2.1日に2回勤務があった場合 パターン②

では、続いて、次のような場合は、どのような取り扱いになるのでしょうか?

(7月3日)
2:00~8:00 乗務(1回目の運行)
8:00~16:00 休息(8h労働)
16:00~(翌7月4日)7:00 乗務(2回目の運行)
7:00~ 休息

この運行内容を見ると、始業時間は早朝2:00になっています。途中8時間の休息を取った後、2回目の運行を行っているのですが…さきほどと違って、始業時間である早朝2:00から24時間を過ぎても運行が続いています。(7月4日の2:00~7:00)

 

また、2回目の運行についてですが、通常であれば「日付をまたいだ勤務の場合は両日出勤扱いになるの?」でも紹介しているように、日付をまたいだ勤務の場合、始業時刻の属する日の労働として扱われるはずです。

 

7月4日の2:00~7:00の取り扱いはどのようになってしまうのでしょうか?

出勤簿の取り扱いは?

まず出勤簿の取り扱いについては、労働基準監督署の判断によれば、印鑑の押し方は「任意」になるそうです。つまり、サンプルの内容をもとにお話しさせていただくと、出勤簿7月3日のみの押印でもいいし、7月3日、7月4日どちらとも押印してもいいとのことでした。

どの地点で新しい勤務とみなされる?

次に1日の考え方ですが、改訂4版 自動車運転者労務改善基準の解説にその答えがありました。
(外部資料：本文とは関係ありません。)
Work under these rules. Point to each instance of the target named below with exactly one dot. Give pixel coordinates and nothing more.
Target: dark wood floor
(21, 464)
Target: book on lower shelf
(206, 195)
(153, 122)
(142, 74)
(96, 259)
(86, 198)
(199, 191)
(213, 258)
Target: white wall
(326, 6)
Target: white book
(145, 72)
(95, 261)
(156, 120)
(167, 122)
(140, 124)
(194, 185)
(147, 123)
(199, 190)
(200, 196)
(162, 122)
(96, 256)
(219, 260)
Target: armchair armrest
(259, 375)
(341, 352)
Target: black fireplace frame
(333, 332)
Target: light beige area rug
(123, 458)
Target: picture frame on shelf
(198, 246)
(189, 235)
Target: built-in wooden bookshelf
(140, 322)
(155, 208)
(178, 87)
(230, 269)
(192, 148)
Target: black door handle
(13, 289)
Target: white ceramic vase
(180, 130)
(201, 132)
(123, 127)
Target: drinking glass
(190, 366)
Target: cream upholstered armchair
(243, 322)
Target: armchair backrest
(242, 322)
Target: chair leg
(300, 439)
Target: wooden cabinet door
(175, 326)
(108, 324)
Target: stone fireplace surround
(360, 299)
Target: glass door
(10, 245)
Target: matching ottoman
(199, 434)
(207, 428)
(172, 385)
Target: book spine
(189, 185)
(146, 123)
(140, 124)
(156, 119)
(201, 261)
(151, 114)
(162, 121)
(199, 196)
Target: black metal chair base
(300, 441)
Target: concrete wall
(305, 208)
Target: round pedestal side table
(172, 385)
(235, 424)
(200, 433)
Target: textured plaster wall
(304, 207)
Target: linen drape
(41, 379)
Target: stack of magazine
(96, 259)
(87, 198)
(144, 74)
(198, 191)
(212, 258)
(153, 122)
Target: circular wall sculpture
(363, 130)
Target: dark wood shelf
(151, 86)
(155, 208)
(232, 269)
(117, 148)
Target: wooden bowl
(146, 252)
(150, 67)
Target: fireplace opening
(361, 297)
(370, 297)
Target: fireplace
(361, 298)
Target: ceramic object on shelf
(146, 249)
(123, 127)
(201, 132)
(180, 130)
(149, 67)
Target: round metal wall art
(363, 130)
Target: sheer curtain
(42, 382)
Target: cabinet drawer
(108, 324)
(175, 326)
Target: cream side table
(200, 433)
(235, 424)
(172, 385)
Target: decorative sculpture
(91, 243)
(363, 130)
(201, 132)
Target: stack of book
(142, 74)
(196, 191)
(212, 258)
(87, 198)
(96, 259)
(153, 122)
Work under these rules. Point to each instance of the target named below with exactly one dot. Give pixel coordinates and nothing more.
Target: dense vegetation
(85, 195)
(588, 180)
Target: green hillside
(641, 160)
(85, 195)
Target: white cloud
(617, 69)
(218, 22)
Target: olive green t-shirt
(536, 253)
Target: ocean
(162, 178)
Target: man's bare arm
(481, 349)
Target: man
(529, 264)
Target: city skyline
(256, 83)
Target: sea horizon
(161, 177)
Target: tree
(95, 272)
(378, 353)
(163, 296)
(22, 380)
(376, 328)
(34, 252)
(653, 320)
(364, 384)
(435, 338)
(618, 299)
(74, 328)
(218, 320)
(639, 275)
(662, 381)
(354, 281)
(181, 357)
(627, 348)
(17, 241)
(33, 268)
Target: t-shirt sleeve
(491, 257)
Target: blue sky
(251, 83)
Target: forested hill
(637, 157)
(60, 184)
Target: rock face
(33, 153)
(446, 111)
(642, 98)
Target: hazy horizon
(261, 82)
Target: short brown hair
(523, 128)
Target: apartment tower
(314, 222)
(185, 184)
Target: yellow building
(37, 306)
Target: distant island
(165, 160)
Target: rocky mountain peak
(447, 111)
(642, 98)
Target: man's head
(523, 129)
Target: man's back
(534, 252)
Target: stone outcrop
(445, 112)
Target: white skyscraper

改善基準告示における休息期間の役割は、勤務と勤務を区別するところにも、その意味があり、勤務と次の勤務の間に一定の長さ以上の休息期間を置くことによって、前の勤務と後ろの勤務を切り離すことにしているものである。
すなわち、継続8時間以上の休息期間が与えられれば、その直後の勤務は新しい1日の勤務の始まりになるということである。

つまり、サンプルを例に話をすると、
7月3日は、休息時間8時間後にもうひとつの始業時間16時~が発生することになります。